André Volten in 1961
André Volten is 19 maart 1925 geboren te Andijk-Oost, toen nog het gereformeerde deel van het
dorp. Het gezin Volten was een vreemde eend in de Andijker bijt. Vader en moeder waren beiden anarchist,
wilden knecht noch baas van of over iemand zijn. Binnen de Andijker leefgemeenschap werden de Voltens
gerespecteerd. Hun principiële houding dwong respect af. Vader verdiende een schamele, boterham
in de visserij. Zijn werkkapitaal bestond uit een roeiboot en een aantal netten en fuiken.
‘Ik dacht die wiskunde niet nodig te hebben’
Volten, van nature leergierig, ging na zijn lagere schooltijd naar de Rijks H.B.S. te Enkhuizen. Later
stapte hij over naar de Rijks H.B.S. te Hoorn. ‘Enkhuizen had slechts een B-kant. Ik dacht
met literatuur en kunst in mijn vakkenpakket beter af te zijn’, lacht André Volten,
‘ik dacht die wiskunde niet nodig te hebben.

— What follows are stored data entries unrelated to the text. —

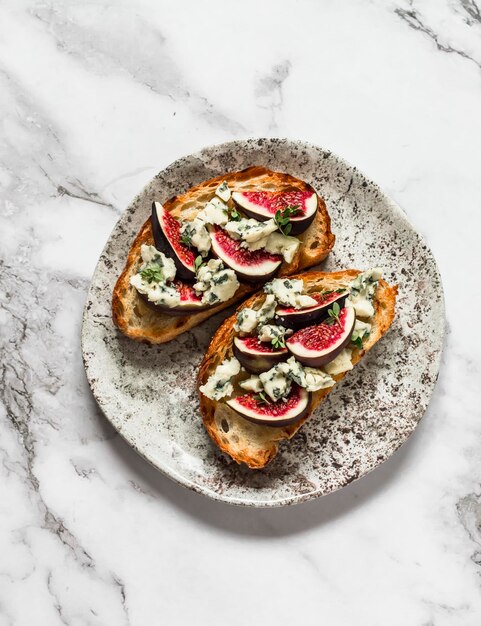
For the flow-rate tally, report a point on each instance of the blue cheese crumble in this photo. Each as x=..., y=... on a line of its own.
x=215, y=283
x=153, y=277
x=248, y=319
x=362, y=290
x=289, y=292
x=219, y=384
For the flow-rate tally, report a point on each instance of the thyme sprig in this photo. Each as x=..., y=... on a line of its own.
x=283, y=218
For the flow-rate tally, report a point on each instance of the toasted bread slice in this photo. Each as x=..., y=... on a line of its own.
x=253, y=444
x=139, y=321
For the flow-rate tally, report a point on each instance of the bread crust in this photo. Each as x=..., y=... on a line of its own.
x=139, y=322
x=257, y=445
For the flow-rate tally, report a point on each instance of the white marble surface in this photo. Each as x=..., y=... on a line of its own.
x=95, y=98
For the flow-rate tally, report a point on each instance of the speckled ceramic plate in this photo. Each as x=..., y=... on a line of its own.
x=148, y=392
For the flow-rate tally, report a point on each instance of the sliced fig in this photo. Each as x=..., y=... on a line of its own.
x=298, y=318
x=190, y=302
x=253, y=267
x=319, y=344
x=286, y=411
x=166, y=231
x=257, y=356
x=263, y=205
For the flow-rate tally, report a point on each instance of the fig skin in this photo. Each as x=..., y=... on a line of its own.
x=236, y=266
x=309, y=317
x=330, y=355
x=260, y=420
x=163, y=243
x=298, y=224
x=256, y=364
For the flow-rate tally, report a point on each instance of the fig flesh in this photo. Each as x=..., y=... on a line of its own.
x=297, y=318
x=317, y=345
x=250, y=266
x=257, y=356
x=263, y=205
x=281, y=413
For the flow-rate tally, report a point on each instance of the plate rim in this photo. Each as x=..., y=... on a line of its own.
x=171, y=473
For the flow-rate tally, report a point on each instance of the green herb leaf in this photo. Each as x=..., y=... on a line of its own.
x=199, y=261
x=262, y=399
x=278, y=342
x=185, y=239
x=357, y=342
x=334, y=314
x=283, y=218
x=152, y=274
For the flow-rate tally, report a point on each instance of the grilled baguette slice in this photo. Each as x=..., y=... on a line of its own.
x=139, y=321
x=254, y=444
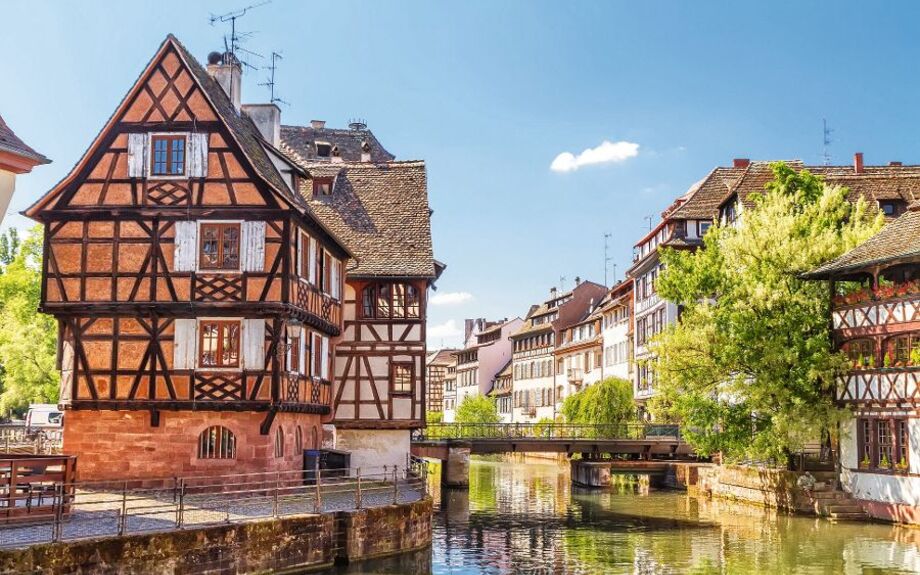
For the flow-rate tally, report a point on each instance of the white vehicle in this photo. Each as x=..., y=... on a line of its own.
x=44, y=416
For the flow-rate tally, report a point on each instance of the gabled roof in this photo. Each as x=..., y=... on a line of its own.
x=702, y=203
x=897, y=242
x=300, y=142
x=11, y=143
x=381, y=212
x=875, y=183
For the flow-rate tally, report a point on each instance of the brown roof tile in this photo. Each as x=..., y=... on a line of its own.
x=897, y=241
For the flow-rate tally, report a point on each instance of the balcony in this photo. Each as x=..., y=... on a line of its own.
x=892, y=386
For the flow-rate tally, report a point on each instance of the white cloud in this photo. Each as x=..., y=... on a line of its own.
x=450, y=298
x=607, y=153
x=448, y=329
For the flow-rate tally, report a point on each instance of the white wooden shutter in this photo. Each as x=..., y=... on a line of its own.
x=335, y=279
x=137, y=155
x=325, y=358
x=254, y=344
x=303, y=351
x=312, y=276
x=198, y=155
x=252, y=246
x=299, y=265
x=185, y=255
x=185, y=342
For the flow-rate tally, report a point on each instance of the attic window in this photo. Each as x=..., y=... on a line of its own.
x=890, y=207
x=323, y=149
x=322, y=186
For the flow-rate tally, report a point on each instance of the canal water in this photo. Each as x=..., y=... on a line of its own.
x=527, y=518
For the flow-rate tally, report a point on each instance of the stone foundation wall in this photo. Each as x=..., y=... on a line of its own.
x=112, y=445
x=767, y=487
x=293, y=544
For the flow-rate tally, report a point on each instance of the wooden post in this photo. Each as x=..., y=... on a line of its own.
x=358, y=490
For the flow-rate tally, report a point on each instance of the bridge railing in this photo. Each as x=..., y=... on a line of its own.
x=548, y=431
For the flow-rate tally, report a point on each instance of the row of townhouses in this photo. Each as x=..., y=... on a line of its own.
x=579, y=337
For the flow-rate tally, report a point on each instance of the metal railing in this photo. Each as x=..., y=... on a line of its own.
x=82, y=510
x=561, y=431
x=17, y=438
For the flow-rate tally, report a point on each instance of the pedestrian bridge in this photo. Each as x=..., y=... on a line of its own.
x=453, y=443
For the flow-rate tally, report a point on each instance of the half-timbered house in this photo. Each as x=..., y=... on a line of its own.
x=196, y=292
x=876, y=323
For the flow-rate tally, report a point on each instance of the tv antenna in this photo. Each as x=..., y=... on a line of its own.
x=270, y=82
x=235, y=38
x=827, y=142
x=607, y=260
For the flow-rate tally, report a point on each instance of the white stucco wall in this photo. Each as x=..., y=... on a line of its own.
x=880, y=487
x=374, y=448
x=7, y=186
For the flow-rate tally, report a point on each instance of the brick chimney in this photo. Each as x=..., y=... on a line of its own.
x=226, y=71
x=267, y=118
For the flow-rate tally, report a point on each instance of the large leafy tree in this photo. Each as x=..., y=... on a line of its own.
x=749, y=369
x=28, y=339
x=607, y=401
x=477, y=409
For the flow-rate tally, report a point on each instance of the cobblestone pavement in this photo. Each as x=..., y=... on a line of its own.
x=97, y=514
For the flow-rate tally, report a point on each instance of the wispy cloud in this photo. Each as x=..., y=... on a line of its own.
x=448, y=329
x=451, y=298
x=606, y=153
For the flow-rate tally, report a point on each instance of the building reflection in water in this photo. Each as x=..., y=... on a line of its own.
x=527, y=518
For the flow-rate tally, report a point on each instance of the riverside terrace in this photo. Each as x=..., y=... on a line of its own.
x=52, y=509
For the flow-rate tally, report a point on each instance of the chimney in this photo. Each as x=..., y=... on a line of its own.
x=226, y=71
x=267, y=118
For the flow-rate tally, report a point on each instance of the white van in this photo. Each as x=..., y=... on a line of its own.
x=44, y=416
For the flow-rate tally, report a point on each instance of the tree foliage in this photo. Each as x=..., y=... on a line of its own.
x=477, y=409
x=28, y=339
x=749, y=369
x=607, y=401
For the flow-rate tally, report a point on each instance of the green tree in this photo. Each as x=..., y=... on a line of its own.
x=749, y=369
x=477, y=409
x=607, y=401
x=28, y=339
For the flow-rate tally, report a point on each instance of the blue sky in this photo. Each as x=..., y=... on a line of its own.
x=490, y=93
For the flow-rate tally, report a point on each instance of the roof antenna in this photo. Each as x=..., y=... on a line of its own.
x=270, y=82
x=236, y=38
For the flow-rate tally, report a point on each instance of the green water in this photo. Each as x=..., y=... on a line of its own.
x=528, y=518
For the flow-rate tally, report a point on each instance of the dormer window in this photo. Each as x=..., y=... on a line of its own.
x=168, y=157
x=322, y=186
x=323, y=149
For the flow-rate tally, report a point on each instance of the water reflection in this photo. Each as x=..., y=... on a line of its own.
x=527, y=518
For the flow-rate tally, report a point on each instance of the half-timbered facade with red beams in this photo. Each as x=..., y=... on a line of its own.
x=379, y=207
x=196, y=293
x=876, y=324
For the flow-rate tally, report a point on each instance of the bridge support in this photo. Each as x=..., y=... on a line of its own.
x=455, y=470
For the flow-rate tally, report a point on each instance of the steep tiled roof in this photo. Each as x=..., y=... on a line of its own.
x=381, y=212
x=10, y=142
x=897, y=241
x=874, y=183
x=703, y=202
x=350, y=143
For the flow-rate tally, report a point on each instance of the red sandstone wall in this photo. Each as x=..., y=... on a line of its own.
x=123, y=445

Dat bleek later toch wel even anders te zitten.
Maar mijn ouders vonden het in ieder geval belangrijk dat ik zou gaan leren; vrijheid zou ontstaan
door kennis.’ De studie aan de H.B.S. was in de oorlogstijd niet gemakkelijk. Vaak moest hij
om vijf uur 's morgens opstaan om de boot van vader te roeien. Bij een goede vangst kon hij na
schooltijd de vis met een bakfiets naar de afslag in Enkhuizen brengen. Tijd voor huiswerk ontbrak dan
ook nog wel eens.
In 1945 vertrok hij naar Amsterdam waar hij gedurende anderhalf jaar de Kunstnijverheidschool bezocht.

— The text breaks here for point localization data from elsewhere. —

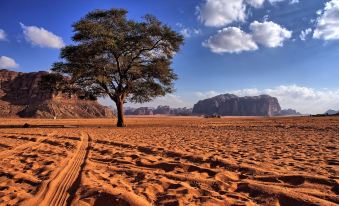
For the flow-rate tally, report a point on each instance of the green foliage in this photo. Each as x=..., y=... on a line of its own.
x=120, y=58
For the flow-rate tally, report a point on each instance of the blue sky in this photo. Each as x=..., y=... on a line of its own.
x=247, y=47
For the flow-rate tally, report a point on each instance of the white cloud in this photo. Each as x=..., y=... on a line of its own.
x=41, y=37
x=230, y=40
x=327, y=23
x=255, y=3
x=303, y=34
x=304, y=99
x=294, y=1
x=207, y=94
x=234, y=40
x=188, y=32
x=7, y=63
x=269, y=33
x=170, y=100
x=217, y=13
x=2, y=35
x=221, y=12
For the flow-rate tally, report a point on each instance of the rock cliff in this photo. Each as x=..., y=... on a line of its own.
x=232, y=105
x=22, y=96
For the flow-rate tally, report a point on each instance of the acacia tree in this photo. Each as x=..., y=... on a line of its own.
x=120, y=58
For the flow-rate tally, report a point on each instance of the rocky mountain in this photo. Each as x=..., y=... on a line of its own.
x=232, y=105
x=164, y=110
x=331, y=112
x=22, y=96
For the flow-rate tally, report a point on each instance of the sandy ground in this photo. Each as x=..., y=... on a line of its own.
x=170, y=161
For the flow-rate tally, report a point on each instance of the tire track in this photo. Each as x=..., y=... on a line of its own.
x=58, y=189
x=24, y=146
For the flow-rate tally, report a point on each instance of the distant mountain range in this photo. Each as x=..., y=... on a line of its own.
x=232, y=105
x=160, y=110
x=22, y=96
x=223, y=105
x=331, y=112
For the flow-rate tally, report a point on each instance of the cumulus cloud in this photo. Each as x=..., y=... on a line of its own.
x=41, y=37
x=170, y=100
x=255, y=3
x=230, y=40
x=7, y=63
x=269, y=33
x=188, y=32
x=221, y=12
x=234, y=40
x=304, y=99
x=2, y=35
x=217, y=13
x=327, y=23
x=303, y=34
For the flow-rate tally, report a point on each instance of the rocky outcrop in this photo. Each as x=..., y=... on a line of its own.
x=331, y=112
x=22, y=96
x=232, y=105
x=160, y=110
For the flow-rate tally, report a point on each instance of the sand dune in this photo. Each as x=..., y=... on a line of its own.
x=171, y=161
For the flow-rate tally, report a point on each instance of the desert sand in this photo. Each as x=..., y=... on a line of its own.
x=170, y=161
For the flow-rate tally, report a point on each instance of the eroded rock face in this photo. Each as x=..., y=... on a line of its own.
x=232, y=105
x=22, y=96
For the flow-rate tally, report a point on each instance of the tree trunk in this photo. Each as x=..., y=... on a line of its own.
x=120, y=109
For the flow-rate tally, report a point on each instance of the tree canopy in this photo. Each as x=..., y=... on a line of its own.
x=123, y=59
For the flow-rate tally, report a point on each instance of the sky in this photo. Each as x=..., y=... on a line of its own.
x=285, y=48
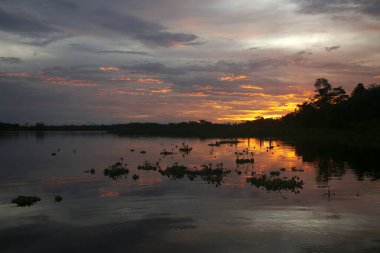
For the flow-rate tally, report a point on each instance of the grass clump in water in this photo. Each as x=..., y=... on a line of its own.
x=58, y=198
x=26, y=200
x=116, y=170
x=149, y=166
x=206, y=173
x=244, y=157
x=164, y=152
x=224, y=141
x=276, y=184
x=185, y=148
x=175, y=171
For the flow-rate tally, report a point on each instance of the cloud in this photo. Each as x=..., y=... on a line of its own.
x=368, y=7
x=123, y=52
x=329, y=49
x=35, y=31
x=10, y=60
x=148, y=33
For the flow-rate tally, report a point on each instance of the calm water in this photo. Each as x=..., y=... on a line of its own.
x=156, y=214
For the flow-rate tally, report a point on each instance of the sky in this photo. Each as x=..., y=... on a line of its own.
x=119, y=61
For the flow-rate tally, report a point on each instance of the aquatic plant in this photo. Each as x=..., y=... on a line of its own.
x=274, y=173
x=149, y=166
x=247, y=157
x=206, y=173
x=58, y=198
x=26, y=200
x=211, y=175
x=164, y=152
x=224, y=141
x=175, y=171
x=91, y=171
x=294, y=169
x=185, y=148
x=116, y=170
x=276, y=184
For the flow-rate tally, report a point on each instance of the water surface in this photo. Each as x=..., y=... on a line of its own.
x=336, y=211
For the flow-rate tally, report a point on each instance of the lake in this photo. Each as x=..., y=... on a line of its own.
x=335, y=209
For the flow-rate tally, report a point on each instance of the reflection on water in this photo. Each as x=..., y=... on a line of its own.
x=119, y=193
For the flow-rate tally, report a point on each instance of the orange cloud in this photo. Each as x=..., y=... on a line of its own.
x=120, y=78
x=162, y=91
x=232, y=77
x=104, y=193
x=14, y=74
x=114, y=69
x=69, y=82
x=149, y=80
x=250, y=87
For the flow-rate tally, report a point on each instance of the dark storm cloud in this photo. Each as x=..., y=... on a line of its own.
x=34, y=31
x=22, y=23
x=10, y=60
x=149, y=33
x=123, y=52
x=99, y=19
x=369, y=7
x=329, y=49
x=90, y=49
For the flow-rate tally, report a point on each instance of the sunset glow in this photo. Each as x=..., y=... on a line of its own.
x=223, y=61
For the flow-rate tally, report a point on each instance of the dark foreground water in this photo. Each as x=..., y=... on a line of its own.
x=338, y=209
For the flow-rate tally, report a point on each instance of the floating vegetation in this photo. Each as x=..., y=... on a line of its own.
x=185, y=148
x=224, y=141
x=294, y=169
x=149, y=166
x=25, y=200
x=58, y=198
x=207, y=173
x=117, y=170
x=91, y=171
x=211, y=175
x=276, y=184
x=164, y=152
x=275, y=173
x=244, y=157
x=175, y=171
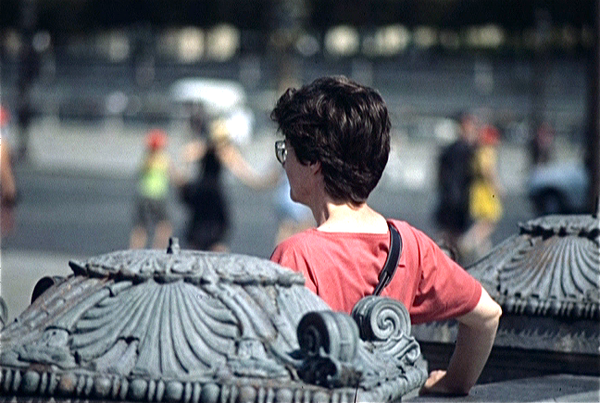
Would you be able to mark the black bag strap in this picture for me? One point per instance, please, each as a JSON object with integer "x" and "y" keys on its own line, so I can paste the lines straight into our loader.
{"x": 389, "y": 269}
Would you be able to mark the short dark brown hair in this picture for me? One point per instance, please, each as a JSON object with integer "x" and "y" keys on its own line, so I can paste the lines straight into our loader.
{"x": 343, "y": 125}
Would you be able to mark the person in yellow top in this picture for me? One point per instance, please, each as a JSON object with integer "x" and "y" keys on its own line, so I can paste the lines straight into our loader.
{"x": 485, "y": 194}
{"x": 152, "y": 193}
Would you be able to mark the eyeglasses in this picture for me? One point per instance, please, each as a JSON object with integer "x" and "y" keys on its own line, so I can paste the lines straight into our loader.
{"x": 280, "y": 151}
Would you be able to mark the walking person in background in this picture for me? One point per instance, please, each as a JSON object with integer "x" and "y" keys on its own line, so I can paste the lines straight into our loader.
{"x": 204, "y": 195}
{"x": 153, "y": 186}
{"x": 485, "y": 196}
{"x": 455, "y": 177}
{"x": 336, "y": 145}
{"x": 8, "y": 186}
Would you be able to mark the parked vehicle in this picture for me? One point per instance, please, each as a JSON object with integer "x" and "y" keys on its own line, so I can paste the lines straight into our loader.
{"x": 223, "y": 98}
{"x": 559, "y": 188}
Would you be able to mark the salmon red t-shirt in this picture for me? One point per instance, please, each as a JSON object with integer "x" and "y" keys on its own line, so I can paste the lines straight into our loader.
{"x": 342, "y": 268}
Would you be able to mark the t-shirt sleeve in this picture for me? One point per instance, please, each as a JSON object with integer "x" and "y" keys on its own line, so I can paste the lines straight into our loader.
{"x": 445, "y": 289}
{"x": 289, "y": 254}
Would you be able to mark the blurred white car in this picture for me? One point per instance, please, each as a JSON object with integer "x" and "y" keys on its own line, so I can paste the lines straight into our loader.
{"x": 225, "y": 99}
{"x": 559, "y": 188}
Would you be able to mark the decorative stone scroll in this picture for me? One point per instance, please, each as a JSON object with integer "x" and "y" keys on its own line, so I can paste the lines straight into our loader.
{"x": 547, "y": 280}
{"x": 551, "y": 268}
{"x": 188, "y": 326}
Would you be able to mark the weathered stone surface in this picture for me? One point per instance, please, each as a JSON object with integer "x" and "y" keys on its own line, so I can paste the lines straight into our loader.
{"x": 547, "y": 280}
{"x": 551, "y": 268}
{"x": 187, "y": 326}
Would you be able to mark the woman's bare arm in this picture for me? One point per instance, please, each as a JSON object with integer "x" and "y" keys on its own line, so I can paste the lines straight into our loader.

Om een kunstvak te leren? Misschien. Hij heeft er van bevlogen docenten veel geleerd. Maar misschien
is nog belangrijker dat hij werd overdonderd na de ontmoeting en de ontdekking van de nieuwe kunst in
een nieuwe wereld. Waar Andijk, Enkhuizen en Hoorn geen weet van hadden, werd in het Stedelijk Museum
vertoond en aan de orde gesteld. Recente werken van Picasso, het Kubisme, het Bauhaus, de Stijl…
Kunst niet alleen als wijze van doen en formulering, maar als stelling, als houding, als wijze van leven.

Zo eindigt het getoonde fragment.